Columbia Law School Professors Picked for “Top Ten” Lists of 2015

Legal Theory Blog Selects Scholarly Works by Professors John C. Coffee Jr., Gillian E. Metzger, and David Pozen

New York, January 4, 2016—Works by three Columbia Law School professors won spots in “Top Ten” lists for the best books and scholarly articles of the year 2015 by the highly respected Legal Theory Blog.

John C. Coffee’s Entrepreneurial Litigation: Its Rise, Fall, and Future (Harvard University Press) was one of the year’s “most interesting” books, wrote Georgetown Law Professor Lawrence Solum, editor of the influential blog.

Coffee—the Adolf A. Berle Professor of Law and director of the Center on Corporate Governance at Columbia Law School—has been called “the preeminent expert on U.S. securities law” by The New York Review of Books, which also praised Entrepreneurial Litigation in a glowing review by Judge Jed S. Rakoff last November by : “Not only is the book more comprehensive than prior studies of class actions, it also probes more deeply, placing today’s class actions firmly within the setting of the modern trend toward turning the practice of law ever more into a business.
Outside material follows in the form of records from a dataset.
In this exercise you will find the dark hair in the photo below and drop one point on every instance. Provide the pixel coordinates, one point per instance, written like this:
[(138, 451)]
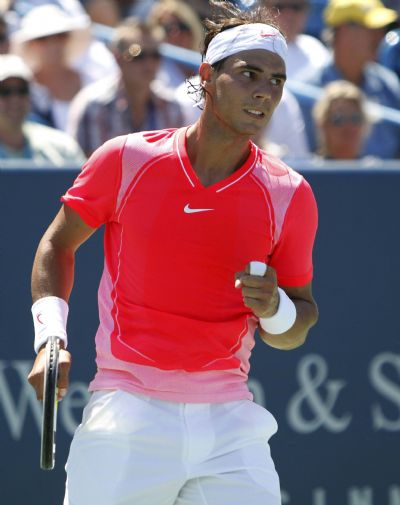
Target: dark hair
[(225, 15)]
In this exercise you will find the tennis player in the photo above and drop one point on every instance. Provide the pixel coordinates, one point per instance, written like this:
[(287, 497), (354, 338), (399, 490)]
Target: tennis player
[(207, 238)]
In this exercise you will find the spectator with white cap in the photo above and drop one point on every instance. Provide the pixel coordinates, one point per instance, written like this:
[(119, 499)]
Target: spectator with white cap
[(51, 41), (19, 137), (356, 30)]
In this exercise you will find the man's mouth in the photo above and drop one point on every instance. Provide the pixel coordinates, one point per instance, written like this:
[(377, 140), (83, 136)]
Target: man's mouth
[(255, 113)]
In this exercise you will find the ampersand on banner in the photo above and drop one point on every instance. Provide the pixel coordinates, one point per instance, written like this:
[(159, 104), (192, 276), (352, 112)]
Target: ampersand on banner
[(312, 373)]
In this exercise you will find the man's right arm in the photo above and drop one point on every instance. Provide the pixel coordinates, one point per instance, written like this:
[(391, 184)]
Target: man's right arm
[(53, 275)]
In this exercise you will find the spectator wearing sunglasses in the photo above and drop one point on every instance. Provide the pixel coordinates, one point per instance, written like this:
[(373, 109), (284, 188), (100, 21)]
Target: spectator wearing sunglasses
[(306, 53), (183, 28), (341, 121), (21, 138), (58, 47), (356, 29), (129, 102)]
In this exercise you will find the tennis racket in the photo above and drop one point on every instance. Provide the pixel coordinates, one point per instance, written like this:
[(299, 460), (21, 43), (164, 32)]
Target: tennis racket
[(49, 418)]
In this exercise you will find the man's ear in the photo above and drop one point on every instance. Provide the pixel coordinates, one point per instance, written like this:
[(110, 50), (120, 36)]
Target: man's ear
[(205, 72)]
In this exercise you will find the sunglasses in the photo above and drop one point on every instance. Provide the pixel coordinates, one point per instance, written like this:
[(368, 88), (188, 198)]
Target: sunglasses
[(176, 26), (342, 119), (136, 53), (7, 91), (292, 7)]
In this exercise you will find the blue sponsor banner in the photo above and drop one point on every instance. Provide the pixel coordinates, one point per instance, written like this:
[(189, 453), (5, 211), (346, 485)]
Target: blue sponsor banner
[(336, 399)]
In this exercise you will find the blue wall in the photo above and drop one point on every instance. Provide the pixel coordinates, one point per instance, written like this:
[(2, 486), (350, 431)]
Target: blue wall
[(337, 399)]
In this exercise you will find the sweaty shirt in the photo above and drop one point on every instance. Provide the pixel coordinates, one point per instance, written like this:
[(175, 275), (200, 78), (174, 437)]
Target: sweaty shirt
[(172, 323)]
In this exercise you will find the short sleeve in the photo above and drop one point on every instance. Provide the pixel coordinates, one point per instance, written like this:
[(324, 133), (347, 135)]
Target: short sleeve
[(94, 192), (292, 255)]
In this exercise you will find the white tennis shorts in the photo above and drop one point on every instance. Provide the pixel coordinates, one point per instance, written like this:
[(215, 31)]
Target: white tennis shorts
[(137, 450)]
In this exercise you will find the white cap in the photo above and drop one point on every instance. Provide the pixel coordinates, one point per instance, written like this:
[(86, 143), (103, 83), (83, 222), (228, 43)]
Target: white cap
[(46, 20), (13, 66)]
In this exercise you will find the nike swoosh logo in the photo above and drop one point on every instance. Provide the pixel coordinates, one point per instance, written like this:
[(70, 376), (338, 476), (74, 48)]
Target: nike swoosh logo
[(188, 210)]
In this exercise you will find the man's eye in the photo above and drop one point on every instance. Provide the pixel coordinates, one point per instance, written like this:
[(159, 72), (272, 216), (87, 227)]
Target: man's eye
[(248, 73)]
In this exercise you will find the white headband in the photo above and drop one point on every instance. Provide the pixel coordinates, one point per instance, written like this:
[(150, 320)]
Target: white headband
[(243, 38)]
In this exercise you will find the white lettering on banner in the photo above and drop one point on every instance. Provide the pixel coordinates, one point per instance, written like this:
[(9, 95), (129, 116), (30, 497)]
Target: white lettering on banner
[(257, 389), (353, 496), (322, 409), (15, 413), (386, 388), (319, 496), (357, 496)]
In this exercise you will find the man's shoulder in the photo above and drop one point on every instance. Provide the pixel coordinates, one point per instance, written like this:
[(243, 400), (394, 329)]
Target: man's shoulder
[(152, 142), (275, 166)]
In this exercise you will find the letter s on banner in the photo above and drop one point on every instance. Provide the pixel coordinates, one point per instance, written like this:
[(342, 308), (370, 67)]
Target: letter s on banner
[(387, 388)]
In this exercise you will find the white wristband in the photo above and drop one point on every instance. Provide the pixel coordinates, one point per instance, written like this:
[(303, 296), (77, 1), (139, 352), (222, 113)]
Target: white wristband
[(283, 319), (50, 319)]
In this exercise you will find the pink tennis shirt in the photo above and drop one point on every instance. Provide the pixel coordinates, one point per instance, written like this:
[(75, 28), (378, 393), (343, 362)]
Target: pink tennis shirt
[(172, 323)]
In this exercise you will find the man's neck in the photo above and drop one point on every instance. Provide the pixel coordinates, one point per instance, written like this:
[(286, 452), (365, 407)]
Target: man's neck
[(213, 153)]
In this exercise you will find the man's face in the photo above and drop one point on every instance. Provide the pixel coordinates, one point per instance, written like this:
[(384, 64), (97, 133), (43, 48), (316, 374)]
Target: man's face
[(14, 101), (246, 90)]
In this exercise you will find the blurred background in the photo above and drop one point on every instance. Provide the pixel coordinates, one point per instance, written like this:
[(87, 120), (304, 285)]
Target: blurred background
[(75, 73)]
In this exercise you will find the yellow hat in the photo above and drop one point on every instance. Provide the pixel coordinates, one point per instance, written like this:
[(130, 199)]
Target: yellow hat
[(368, 13)]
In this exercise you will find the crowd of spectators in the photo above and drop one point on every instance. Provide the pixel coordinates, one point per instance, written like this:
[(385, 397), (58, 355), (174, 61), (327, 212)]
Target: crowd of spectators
[(95, 69)]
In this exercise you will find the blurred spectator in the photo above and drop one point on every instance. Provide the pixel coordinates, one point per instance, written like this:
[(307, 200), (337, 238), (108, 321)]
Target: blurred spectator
[(357, 28), (4, 38), (183, 28), (389, 51), (306, 54), (113, 12), (127, 103), (20, 138), (341, 120), (53, 42), (286, 130)]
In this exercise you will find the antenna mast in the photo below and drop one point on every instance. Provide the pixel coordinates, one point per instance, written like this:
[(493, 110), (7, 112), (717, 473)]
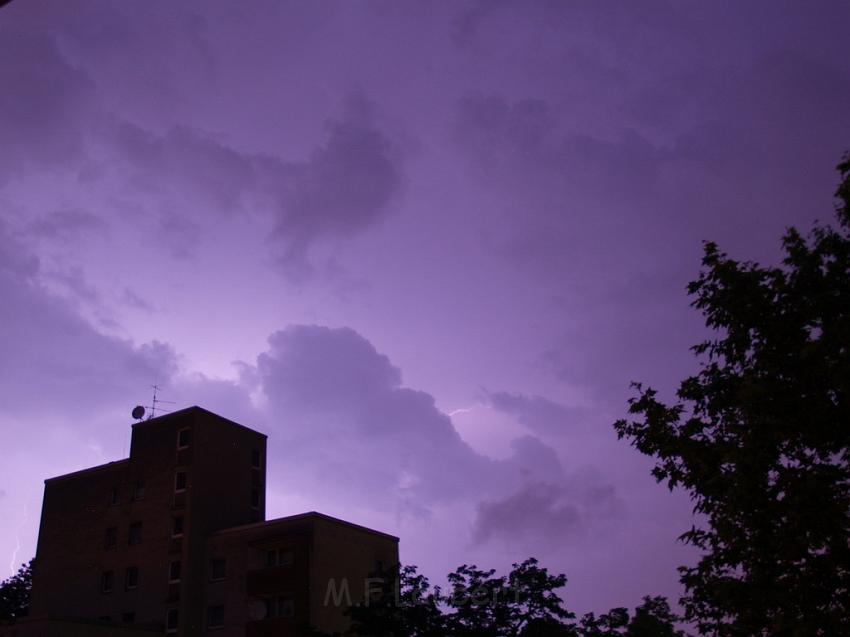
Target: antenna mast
[(156, 401)]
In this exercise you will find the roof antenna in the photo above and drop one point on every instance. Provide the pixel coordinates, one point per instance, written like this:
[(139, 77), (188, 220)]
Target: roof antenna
[(156, 401)]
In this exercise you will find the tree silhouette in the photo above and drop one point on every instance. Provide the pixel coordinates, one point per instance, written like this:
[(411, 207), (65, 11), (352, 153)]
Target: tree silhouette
[(525, 603), (15, 594), (760, 437)]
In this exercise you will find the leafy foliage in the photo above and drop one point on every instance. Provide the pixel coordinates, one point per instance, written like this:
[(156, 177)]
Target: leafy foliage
[(760, 437), (525, 603), (15, 594)]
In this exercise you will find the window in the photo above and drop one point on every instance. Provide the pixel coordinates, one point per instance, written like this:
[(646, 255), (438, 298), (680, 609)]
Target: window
[(279, 557), (183, 438), (107, 581), (215, 616), (218, 569), (280, 607), (172, 619), (131, 578), (138, 490), (135, 533)]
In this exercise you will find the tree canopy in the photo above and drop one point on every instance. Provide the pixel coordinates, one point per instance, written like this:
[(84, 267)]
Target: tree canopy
[(480, 603), (15, 594), (760, 437)]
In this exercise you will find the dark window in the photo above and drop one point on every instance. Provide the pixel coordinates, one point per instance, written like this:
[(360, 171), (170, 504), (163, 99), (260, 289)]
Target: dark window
[(107, 581), (215, 616), (110, 540), (174, 571), (183, 439), (138, 490), (135, 533), (218, 568), (131, 578), (280, 607), (279, 557), (172, 618)]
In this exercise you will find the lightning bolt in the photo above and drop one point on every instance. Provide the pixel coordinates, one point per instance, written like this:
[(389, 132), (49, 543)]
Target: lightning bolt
[(463, 410), (14, 558)]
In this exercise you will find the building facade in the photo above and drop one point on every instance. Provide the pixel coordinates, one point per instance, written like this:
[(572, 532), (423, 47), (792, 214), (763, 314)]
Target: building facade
[(173, 540)]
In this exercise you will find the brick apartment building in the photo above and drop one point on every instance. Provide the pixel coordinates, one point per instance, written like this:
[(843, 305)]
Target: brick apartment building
[(173, 540)]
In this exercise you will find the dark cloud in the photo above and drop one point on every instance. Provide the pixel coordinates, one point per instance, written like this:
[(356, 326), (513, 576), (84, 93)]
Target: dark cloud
[(53, 359), (537, 413), (190, 158), (346, 185), (339, 403), (45, 104), (68, 225), (546, 514), (533, 513)]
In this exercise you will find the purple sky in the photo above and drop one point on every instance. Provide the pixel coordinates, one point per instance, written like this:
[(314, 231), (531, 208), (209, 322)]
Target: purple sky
[(424, 246)]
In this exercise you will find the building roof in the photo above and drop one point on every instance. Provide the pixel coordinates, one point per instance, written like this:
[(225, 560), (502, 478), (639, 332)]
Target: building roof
[(300, 517), (194, 409)]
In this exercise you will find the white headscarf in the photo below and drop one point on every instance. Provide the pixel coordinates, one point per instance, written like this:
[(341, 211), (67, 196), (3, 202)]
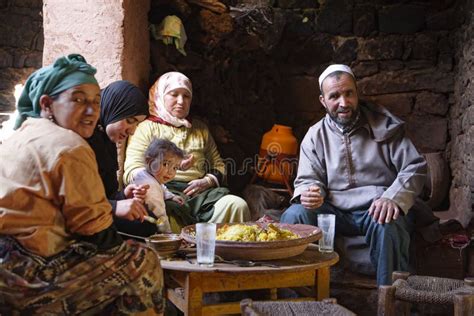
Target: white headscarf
[(166, 83), (331, 69)]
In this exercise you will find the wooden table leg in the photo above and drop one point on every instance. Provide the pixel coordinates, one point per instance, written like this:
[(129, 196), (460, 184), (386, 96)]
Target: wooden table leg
[(322, 283), (193, 295), (274, 294)]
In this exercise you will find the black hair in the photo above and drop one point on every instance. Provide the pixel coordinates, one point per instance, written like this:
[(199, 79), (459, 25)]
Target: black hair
[(157, 149)]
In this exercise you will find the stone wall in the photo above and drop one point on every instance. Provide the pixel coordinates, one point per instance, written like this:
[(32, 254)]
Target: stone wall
[(461, 146), (21, 46), (112, 35), (263, 69)]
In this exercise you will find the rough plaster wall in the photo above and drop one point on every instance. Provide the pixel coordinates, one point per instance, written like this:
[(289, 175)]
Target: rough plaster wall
[(136, 53), (93, 28)]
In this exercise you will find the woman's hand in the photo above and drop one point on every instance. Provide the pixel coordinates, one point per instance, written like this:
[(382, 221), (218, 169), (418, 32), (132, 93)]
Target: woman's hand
[(131, 209), (136, 191), (178, 199), (187, 162), (197, 186)]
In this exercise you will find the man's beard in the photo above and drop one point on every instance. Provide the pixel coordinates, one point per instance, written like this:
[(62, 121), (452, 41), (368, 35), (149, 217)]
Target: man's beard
[(345, 123)]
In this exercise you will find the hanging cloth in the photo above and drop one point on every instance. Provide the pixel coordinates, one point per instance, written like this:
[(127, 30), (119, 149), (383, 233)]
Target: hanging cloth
[(170, 30)]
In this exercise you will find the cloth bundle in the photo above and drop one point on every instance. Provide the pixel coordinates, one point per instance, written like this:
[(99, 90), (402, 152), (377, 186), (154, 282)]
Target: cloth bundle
[(171, 31)]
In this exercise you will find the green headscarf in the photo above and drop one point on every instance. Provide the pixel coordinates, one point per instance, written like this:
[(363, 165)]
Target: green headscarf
[(66, 72)]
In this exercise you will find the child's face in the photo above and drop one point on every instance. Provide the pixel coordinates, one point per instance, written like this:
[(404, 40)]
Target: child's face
[(168, 168)]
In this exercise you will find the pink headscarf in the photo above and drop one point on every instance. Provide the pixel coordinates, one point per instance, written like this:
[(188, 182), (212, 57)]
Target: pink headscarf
[(166, 83)]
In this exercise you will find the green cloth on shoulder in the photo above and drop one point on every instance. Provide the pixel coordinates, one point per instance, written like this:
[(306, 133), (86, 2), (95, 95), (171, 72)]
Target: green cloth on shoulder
[(66, 72), (198, 208)]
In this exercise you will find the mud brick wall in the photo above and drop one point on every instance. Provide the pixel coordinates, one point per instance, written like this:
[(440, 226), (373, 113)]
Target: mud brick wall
[(21, 46)]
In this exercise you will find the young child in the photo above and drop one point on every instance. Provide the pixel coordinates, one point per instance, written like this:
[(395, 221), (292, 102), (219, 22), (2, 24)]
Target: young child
[(162, 159)]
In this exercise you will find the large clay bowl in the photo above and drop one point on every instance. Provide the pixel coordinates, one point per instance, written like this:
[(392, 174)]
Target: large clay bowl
[(270, 250)]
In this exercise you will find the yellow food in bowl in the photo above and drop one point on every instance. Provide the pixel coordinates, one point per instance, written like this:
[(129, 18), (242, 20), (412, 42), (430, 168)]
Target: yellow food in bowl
[(252, 233)]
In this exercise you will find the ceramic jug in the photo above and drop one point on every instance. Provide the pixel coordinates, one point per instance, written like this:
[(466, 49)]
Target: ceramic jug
[(278, 155)]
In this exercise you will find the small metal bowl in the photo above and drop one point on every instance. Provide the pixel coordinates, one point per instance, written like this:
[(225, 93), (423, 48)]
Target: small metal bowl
[(164, 244)]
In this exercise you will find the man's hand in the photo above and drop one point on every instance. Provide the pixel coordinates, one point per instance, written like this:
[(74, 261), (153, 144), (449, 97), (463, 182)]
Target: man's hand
[(136, 191), (384, 210), (311, 198), (130, 209)]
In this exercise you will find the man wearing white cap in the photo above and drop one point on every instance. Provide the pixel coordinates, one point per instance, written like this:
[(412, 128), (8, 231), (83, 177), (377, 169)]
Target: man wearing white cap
[(356, 163)]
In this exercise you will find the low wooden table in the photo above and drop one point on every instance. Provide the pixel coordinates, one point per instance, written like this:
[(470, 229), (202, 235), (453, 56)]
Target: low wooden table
[(311, 268)]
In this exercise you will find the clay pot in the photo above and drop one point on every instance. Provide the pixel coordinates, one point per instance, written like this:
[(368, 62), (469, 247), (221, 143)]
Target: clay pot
[(278, 155)]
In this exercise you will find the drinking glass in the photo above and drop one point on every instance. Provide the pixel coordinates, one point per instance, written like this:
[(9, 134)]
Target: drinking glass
[(327, 223), (206, 243)]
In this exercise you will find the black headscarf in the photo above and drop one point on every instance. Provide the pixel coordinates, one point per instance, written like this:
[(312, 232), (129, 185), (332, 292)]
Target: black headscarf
[(120, 100)]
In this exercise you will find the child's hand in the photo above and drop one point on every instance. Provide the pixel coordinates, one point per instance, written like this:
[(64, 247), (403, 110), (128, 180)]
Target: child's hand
[(187, 162), (197, 186), (136, 191), (178, 199), (130, 209)]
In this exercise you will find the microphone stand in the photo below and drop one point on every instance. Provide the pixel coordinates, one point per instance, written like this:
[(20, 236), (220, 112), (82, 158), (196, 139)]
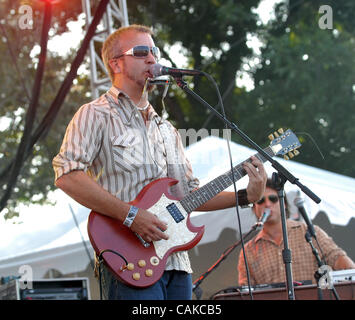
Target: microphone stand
[(284, 174), (279, 182), (320, 263), (195, 286)]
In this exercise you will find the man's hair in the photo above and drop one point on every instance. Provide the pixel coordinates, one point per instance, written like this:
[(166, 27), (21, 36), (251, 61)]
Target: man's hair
[(111, 47)]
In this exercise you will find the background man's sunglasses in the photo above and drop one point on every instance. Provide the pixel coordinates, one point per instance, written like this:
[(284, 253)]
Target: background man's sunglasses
[(272, 198), (141, 52)]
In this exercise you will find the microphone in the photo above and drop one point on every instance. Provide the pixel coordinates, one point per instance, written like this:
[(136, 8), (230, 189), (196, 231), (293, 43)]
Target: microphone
[(159, 81), (299, 204), (263, 218), (158, 70)]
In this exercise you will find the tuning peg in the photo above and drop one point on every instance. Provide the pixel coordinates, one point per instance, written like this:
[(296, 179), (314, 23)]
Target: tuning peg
[(281, 131)]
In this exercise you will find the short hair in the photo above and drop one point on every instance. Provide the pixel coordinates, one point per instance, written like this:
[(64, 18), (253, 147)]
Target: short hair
[(111, 45)]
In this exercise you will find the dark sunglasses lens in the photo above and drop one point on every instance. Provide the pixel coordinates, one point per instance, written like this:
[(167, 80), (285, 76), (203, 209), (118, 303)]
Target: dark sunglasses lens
[(156, 52), (140, 51)]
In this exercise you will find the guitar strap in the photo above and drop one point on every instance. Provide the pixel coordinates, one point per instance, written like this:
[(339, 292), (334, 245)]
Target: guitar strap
[(175, 160)]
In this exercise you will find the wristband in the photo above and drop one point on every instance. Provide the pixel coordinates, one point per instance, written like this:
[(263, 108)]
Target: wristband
[(130, 216)]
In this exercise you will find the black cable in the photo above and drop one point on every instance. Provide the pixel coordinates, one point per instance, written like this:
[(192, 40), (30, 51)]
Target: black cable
[(82, 238), (234, 183)]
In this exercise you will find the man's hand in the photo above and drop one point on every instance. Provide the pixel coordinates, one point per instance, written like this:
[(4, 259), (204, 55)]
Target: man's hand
[(257, 179), (148, 226)]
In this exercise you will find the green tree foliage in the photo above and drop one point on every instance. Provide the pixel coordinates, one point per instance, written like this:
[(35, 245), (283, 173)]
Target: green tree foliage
[(305, 81), (17, 73)]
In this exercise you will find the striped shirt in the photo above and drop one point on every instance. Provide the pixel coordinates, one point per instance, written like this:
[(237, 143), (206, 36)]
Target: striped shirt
[(265, 260), (109, 140)]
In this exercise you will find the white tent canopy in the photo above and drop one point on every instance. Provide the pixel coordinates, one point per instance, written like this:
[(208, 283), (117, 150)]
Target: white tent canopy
[(48, 237)]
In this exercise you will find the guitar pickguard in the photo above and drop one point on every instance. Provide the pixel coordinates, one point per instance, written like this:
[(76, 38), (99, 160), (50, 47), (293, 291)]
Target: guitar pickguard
[(178, 233)]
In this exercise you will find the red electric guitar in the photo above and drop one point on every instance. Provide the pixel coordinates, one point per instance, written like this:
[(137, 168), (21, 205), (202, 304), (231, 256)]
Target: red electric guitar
[(141, 264)]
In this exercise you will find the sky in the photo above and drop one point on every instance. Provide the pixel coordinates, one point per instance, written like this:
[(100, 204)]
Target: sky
[(71, 39)]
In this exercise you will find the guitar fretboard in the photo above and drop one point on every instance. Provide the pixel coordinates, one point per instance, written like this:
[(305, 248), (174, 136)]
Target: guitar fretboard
[(200, 196)]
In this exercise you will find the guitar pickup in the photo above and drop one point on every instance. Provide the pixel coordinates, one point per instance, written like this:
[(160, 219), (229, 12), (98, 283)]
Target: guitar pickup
[(175, 212)]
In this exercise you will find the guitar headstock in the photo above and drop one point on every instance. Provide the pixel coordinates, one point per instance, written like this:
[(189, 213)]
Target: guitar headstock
[(284, 143)]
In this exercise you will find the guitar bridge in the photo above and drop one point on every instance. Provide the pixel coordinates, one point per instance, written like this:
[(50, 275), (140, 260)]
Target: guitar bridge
[(144, 243), (175, 212)]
Perhaps most impressively, Coffee’s book offers specific prescriptions . . . for reducing the weaknesses of modern class action litigation while enhancing its strengths.”

For “Downloads of the Year,” the Legal Theory Blog cited the articles “The Constitutional Duty to Supervise” (The Yale Law Journal, April 2015) by Gillian E. Metzger, the Stanley H. Fuld Professor of Law, and “Constitutional Bad Faith” (forthcoming in the Harvard Law Review) by Professor David Pozen.

Metzger’s essay argues that the exclusion of administrative systems from constitutional law is a mistake, as it “creates a deeply troubling disconnect between the realities of government and the constitutional requirements imposed on exercises of governmental power.” Pozen’s article examines why good faith and bad faith—central concepts in many areas of private and international law—go unmentioned in constitutional cases, though the U.S. Constitution twice refers to faithfulness and “insinuations of bad faith pervade constitutional discourse.”

Both articles were “highly recommended” by Solum when they were first posted on the Social Science Research Network.